= Mount Swannell =

Mountain in British Columbia, Canada

Mount Swannell, 1821 m (5974 ft), prominence 771 m, is a mountain in the Fawnie Range of the Nechako Plateau in the Central Interior region of British Columbia, Canada. It is located to the south of the outlet of the Entiako River into Natalkuz Lake, which is part of the Nechako Reservoir. The northernmost of the summits of the Fawnie Range and is in the northeastern end of Entiako Provincial Park, it is the only named summit of the Fawnie Range within the park.

==Name origin==
Mount Swannell, like other similar names in British Columbia, is named for Frank Swannell, a notable British Columbia Land Surveyor who mapped much of the province by foot and horseback in the late 19th and into the mid 20th Century.

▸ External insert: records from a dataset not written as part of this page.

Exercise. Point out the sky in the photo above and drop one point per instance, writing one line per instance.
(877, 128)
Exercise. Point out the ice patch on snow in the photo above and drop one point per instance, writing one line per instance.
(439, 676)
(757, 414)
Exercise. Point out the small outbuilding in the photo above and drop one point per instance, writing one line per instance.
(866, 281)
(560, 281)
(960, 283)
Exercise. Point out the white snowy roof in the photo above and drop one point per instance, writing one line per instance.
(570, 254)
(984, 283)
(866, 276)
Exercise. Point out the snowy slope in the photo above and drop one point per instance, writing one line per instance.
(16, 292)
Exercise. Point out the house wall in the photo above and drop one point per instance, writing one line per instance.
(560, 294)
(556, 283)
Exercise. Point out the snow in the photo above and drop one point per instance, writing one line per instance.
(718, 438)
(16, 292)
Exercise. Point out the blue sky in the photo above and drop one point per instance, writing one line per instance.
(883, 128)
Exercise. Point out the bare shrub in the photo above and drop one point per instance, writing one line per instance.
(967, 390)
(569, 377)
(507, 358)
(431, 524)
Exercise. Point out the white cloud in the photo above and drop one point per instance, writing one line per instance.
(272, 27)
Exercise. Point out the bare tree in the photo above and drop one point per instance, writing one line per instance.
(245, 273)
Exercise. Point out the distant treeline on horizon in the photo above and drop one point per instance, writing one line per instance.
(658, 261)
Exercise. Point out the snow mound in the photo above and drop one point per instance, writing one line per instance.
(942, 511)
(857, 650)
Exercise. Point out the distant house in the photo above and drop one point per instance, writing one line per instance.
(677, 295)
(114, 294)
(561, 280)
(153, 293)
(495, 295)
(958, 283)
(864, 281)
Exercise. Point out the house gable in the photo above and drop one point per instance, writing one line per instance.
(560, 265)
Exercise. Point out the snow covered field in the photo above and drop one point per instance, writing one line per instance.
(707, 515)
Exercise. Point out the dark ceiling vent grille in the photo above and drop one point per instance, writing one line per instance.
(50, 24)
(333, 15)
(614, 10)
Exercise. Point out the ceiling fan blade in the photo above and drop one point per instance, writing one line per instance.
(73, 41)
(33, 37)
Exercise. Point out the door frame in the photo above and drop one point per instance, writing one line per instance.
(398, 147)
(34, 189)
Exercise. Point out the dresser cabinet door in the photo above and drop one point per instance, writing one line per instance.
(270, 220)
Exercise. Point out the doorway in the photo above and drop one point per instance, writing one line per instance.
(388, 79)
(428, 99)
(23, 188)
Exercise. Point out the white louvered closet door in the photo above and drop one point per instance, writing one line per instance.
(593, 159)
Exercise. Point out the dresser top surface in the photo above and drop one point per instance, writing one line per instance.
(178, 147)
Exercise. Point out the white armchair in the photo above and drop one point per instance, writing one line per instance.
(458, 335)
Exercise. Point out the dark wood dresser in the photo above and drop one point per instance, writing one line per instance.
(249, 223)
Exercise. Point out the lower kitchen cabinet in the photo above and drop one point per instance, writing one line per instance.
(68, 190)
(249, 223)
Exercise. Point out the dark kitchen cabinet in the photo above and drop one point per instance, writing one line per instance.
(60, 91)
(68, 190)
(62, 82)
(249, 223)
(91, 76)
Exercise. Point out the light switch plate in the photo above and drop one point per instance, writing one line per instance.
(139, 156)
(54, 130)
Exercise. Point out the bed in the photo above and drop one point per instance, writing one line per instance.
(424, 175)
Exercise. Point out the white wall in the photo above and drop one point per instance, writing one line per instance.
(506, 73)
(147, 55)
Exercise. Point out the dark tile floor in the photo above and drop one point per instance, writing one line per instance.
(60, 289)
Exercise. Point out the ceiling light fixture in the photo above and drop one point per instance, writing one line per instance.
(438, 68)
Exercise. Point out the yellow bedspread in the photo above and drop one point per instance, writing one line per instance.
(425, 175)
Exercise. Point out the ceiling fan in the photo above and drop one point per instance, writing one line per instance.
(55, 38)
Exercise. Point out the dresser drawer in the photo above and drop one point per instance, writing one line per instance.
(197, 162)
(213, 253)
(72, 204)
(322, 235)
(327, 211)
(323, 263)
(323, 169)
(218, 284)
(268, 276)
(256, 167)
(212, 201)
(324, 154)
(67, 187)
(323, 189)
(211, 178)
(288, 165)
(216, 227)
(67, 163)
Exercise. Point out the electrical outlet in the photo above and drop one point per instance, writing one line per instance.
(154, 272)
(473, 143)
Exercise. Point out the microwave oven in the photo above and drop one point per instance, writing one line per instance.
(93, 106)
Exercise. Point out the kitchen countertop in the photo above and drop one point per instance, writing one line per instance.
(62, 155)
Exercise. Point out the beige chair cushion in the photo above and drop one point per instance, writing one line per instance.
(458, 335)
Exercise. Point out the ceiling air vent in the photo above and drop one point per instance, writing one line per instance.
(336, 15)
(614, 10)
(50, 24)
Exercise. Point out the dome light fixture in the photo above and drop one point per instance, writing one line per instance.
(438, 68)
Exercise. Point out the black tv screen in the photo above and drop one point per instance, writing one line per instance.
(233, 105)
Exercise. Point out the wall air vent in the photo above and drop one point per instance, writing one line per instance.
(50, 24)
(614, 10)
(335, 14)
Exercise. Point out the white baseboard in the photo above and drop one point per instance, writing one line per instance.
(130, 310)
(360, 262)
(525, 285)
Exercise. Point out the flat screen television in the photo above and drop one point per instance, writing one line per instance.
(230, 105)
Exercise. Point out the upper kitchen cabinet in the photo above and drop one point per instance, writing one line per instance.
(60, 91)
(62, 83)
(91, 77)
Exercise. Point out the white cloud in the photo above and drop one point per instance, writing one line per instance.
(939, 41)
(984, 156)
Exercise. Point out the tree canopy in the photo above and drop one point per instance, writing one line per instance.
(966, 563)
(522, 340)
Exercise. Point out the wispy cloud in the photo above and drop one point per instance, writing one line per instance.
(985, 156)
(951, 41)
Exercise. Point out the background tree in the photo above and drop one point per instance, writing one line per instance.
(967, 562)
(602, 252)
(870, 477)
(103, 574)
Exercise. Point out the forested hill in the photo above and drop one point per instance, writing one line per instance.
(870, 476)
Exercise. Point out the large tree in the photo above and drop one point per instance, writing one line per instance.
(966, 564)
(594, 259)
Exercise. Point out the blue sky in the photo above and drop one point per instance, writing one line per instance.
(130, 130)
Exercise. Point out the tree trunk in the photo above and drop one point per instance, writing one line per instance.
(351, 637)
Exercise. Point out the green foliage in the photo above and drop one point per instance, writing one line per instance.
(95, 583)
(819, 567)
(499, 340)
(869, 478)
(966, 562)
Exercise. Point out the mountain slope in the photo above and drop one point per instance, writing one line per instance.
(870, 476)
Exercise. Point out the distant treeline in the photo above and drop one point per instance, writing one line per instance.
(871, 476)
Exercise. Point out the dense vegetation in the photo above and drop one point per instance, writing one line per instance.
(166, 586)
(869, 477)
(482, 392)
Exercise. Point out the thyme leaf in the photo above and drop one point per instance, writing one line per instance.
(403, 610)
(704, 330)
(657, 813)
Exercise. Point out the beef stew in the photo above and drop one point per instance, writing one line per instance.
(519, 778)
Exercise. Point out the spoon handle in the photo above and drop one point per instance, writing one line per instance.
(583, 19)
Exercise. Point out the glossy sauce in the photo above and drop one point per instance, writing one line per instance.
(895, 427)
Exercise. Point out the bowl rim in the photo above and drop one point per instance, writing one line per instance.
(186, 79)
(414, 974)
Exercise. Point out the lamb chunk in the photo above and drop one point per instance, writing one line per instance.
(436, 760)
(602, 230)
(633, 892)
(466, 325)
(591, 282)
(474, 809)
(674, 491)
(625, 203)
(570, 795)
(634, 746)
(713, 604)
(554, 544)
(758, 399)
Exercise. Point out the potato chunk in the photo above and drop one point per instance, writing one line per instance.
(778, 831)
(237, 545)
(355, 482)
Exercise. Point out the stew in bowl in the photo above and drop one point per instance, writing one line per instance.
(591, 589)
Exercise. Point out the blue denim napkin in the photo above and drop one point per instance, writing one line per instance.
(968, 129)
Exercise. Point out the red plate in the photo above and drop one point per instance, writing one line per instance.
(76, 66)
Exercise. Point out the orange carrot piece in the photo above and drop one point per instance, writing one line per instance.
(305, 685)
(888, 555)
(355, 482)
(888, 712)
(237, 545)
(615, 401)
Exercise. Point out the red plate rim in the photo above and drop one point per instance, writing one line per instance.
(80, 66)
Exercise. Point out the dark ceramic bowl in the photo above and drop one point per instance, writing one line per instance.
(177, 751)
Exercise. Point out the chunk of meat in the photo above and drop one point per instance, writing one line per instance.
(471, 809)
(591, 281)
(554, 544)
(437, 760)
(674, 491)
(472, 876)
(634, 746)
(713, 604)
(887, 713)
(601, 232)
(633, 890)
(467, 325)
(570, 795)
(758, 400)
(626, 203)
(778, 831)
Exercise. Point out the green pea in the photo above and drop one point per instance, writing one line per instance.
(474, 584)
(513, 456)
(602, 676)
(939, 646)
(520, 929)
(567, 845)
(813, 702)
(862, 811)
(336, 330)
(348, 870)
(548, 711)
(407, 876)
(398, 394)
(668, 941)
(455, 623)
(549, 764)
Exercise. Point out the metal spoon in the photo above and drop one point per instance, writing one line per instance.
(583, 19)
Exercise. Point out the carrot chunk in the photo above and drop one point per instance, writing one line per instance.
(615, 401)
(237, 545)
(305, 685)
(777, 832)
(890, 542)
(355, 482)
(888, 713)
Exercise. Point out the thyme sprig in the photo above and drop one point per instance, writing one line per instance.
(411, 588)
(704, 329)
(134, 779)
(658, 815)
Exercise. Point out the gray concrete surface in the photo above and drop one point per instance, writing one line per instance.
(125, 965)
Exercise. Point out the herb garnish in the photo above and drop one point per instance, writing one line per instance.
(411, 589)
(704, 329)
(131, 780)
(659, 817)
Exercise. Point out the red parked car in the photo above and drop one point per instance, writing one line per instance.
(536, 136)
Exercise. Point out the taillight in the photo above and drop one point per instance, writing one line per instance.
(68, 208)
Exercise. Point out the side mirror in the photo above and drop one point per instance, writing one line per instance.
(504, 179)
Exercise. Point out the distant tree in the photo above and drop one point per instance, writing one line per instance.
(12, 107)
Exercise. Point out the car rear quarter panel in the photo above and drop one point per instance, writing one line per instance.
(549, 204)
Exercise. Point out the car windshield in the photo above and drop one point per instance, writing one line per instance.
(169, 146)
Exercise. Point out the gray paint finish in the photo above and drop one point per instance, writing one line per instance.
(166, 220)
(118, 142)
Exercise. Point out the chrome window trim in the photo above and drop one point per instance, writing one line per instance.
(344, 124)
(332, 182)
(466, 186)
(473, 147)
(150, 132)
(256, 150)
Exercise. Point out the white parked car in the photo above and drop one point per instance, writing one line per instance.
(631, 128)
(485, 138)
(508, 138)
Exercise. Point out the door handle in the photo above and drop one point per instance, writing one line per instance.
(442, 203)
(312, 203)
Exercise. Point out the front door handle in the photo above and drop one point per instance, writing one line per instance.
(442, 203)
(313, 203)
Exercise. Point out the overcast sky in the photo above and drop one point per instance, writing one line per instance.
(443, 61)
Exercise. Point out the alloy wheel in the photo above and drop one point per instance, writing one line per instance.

He mapped this region in the 1920s, producing detailed topographic and trigonometric surveys, leaving such publications as:
- Sketch Map of the [Nechako] River and Lake System, 1920-21-22
- Topographic plan 14T1: Morice, Nanika, Tahtsa Lakes, 1923
- Topographic plan 11T2: Eutsuk Lakes area, 1924
- Topographic plan 3T255: Portion of Range 4 Coast District, 1923
Most of his output of maps, studies, photography and journals are searchable online from the Royal British Columbia Archives, or available through the Ministry of Forests Library of the Ministry of Natural Resources.